Wenn Mode die Gesellschaft reflektiert, dann war jener Look der praktischen/ progressiven Bequemlichkeit wohl die Parallelerscheinung zu den ersten paar Jahren der Regierung Blair, als das ganze Land sich auf ein pragmatisches, diffuses Modernisierungscredo zu einigen schien. Doch zeitgleich mit dem Ende dieses politischen Honeymoon begann auch die Hegemonie der unverbindlichen Lässigkeit zu bröckeln.

Die Frage nach Henne oder Ei ist zwar zwecklos, aber sowohl Dior-Designer Hedi Slimane als auch Kate Moss wussten wohl, was sie taten, als sie sich an die Rockzipfel des rockenden Gentleman-Junkies Pete Doherty hefteten. Neben seinen Songs und seiner Aura der romantischen Verwahrlosung standen Doherty und seine Band, die Libertines bzw. Babyshambles, nämlich an vorderster Front einer Rückbesinnung auf vergessene Werte der britischen Männerbekleidung wie Ledersohlen, gediegene Hüte und knappe Hosensäume, die den Rist zwar küssen, aber nicht umarmen.

Ab da war es nur mehr eine Frage der Zeit, ehe die seit den mittleren Achtzigern völlig desavouierten Röhren-Jeans, in Großbritannien (nach den frei liegend, an Backsteinwänden entlang verlaufenden Abwasserrohren) gern "Drainpipes" genannt, sich als radikale Antithese zum urbanen Einheitslook durchsetzten.

Schließlich verlangte auch die vom New Wave der frühen 1980er derivierte Musik der zugehörigen Bands - von The Rakes bis zu The Horrors - beim Dazuzappeln nach sichtbar definierten Kniekehlen. Vor allem aber haben nur die Kids (bzw. Menschen mit latent ungesundem Lebenswandel) die für solche Schnitte nötigen, schmalen Hüften, und die Jugendkultur verspürt in den Zeiten des Irakkriegs und der völlig entzauberten Cool Britannia untrüglich wieder ein erhöhtes Bedürfnis nach Abgrenzung vom Mainstream.

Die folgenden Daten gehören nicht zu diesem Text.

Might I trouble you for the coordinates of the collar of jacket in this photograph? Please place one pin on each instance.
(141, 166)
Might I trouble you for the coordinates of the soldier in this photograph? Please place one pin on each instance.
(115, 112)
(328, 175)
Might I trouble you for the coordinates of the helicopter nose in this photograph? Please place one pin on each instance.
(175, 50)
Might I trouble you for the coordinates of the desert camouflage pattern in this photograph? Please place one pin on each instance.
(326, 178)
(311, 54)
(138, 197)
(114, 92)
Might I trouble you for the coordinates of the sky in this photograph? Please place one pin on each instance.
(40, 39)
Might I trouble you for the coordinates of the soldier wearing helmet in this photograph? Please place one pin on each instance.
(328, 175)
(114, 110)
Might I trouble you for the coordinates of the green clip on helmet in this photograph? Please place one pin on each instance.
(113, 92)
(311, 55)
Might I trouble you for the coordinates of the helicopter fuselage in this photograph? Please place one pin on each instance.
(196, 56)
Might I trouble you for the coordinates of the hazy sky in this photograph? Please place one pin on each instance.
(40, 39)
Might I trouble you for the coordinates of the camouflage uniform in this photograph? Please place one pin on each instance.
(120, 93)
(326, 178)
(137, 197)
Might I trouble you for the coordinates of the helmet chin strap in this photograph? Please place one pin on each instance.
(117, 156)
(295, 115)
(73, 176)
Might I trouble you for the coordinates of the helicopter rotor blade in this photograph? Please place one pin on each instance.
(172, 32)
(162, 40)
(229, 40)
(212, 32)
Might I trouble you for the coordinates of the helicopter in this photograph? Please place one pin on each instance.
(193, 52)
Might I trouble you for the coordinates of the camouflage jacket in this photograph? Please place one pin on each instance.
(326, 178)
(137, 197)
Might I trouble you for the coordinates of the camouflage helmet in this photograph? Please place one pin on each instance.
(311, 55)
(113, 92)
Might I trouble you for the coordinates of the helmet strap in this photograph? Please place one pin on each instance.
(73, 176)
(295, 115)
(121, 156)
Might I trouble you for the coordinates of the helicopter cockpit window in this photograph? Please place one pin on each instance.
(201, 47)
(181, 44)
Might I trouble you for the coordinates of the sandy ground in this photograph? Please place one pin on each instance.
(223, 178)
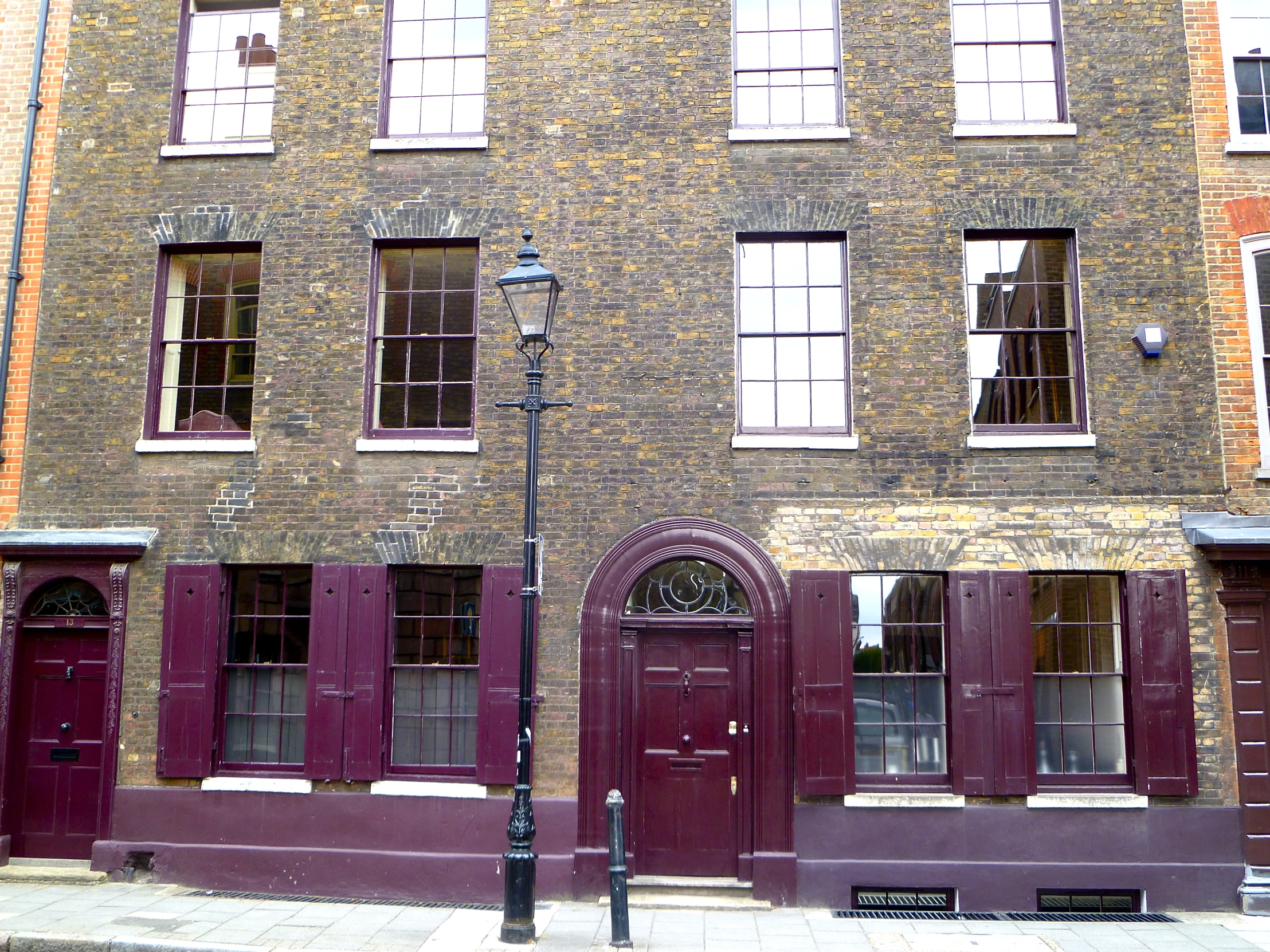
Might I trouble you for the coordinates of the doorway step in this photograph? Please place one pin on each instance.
(690, 892)
(36, 870)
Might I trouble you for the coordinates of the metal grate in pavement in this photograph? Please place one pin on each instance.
(1088, 918)
(346, 900)
(911, 914)
(1008, 917)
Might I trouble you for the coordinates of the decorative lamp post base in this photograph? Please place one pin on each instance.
(519, 898)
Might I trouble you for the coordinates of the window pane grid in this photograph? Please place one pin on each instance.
(209, 343)
(791, 337)
(436, 658)
(1005, 61)
(437, 68)
(901, 721)
(426, 339)
(1022, 329)
(229, 79)
(266, 667)
(1079, 683)
(786, 62)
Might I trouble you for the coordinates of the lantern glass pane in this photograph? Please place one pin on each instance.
(531, 308)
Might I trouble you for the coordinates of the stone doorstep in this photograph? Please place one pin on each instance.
(52, 942)
(690, 892)
(75, 872)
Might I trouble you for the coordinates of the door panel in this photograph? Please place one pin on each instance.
(59, 771)
(686, 809)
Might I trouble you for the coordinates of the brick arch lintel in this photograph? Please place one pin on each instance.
(211, 224)
(1249, 215)
(412, 221)
(799, 215)
(1020, 213)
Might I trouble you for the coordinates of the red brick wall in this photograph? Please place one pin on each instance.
(18, 21)
(1231, 190)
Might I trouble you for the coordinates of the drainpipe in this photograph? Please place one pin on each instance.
(10, 304)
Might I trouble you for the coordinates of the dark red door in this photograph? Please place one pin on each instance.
(61, 703)
(686, 797)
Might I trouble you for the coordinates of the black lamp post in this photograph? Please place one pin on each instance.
(531, 294)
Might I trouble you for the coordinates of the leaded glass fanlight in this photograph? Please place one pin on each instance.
(69, 598)
(687, 587)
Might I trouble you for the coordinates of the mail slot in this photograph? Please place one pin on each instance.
(687, 763)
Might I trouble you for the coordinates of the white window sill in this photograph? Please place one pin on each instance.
(258, 785)
(793, 441)
(788, 133)
(1086, 801)
(426, 789)
(953, 801)
(418, 446)
(1030, 441)
(408, 144)
(196, 149)
(195, 446)
(1013, 130)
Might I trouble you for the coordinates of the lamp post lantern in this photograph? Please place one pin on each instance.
(531, 294)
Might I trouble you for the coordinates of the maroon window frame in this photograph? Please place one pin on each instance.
(1030, 394)
(460, 92)
(421, 361)
(265, 669)
(901, 680)
(256, 54)
(434, 671)
(1071, 654)
(230, 368)
(762, 366)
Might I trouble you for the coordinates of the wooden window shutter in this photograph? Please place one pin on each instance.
(367, 658)
(499, 674)
(1160, 678)
(1014, 724)
(189, 671)
(972, 729)
(328, 649)
(824, 705)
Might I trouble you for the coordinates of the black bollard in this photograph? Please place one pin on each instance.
(618, 912)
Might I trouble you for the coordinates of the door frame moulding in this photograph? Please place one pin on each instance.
(101, 557)
(600, 749)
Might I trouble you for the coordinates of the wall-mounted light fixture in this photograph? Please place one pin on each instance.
(1151, 339)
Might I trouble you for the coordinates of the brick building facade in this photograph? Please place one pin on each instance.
(19, 22)
(633, 141)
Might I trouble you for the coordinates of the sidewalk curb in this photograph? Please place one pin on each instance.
(54, 942)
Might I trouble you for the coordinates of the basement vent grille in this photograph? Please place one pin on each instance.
(1008, 917)
(347, 900)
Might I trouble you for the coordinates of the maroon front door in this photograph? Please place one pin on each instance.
(687, 761)
(61, 703)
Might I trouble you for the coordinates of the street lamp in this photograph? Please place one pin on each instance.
(531, 294)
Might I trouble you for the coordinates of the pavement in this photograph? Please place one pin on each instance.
(117, 917)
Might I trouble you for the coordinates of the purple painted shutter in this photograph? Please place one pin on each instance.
(328, 648)
(1013, 677)
(499, 674)
(189, 669)
(1160, 677)
(825, 733)
(367, 655)
(972, 737)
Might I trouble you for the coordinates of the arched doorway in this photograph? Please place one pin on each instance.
(62, 756)
(685, 629)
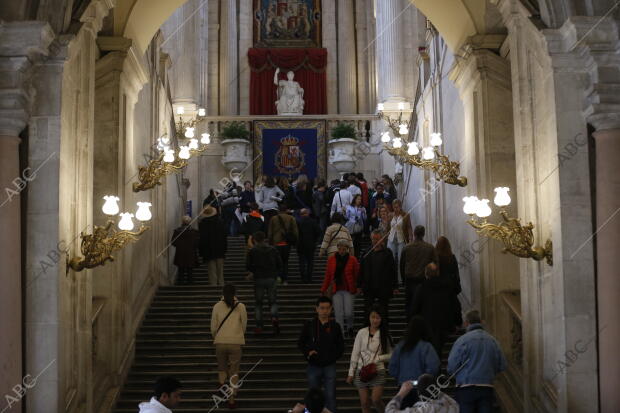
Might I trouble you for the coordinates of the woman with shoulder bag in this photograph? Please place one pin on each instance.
(356, 220)
(372, 348)
(228, 322)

New-Wave mischt sich mit HipHop-Ästhetik

Es heißt, im von Teenagern betriebenen und nur für unter 18-Jährige zugelassenen "Underage Club" in Elephant & Castle im Süden Londons seien Metamorphosen dieses Looks - wie etwa die Splittergruppe der in psychedelische T-Shirts gekleideten New Ravers - jeweils zuerst zu beobachten, aber der Autor ist hoffnungslos zu alt, um das zu überprüfen. Was sich im Vergleich zur originalen New-Wave-Mode entscheidend verändert hat, ist jedenfalls der tiefe Sitz des Hosenbunds und - ein nachwirkender Einfluss der HipHop-Ästhetik - der hängende Hosenboden.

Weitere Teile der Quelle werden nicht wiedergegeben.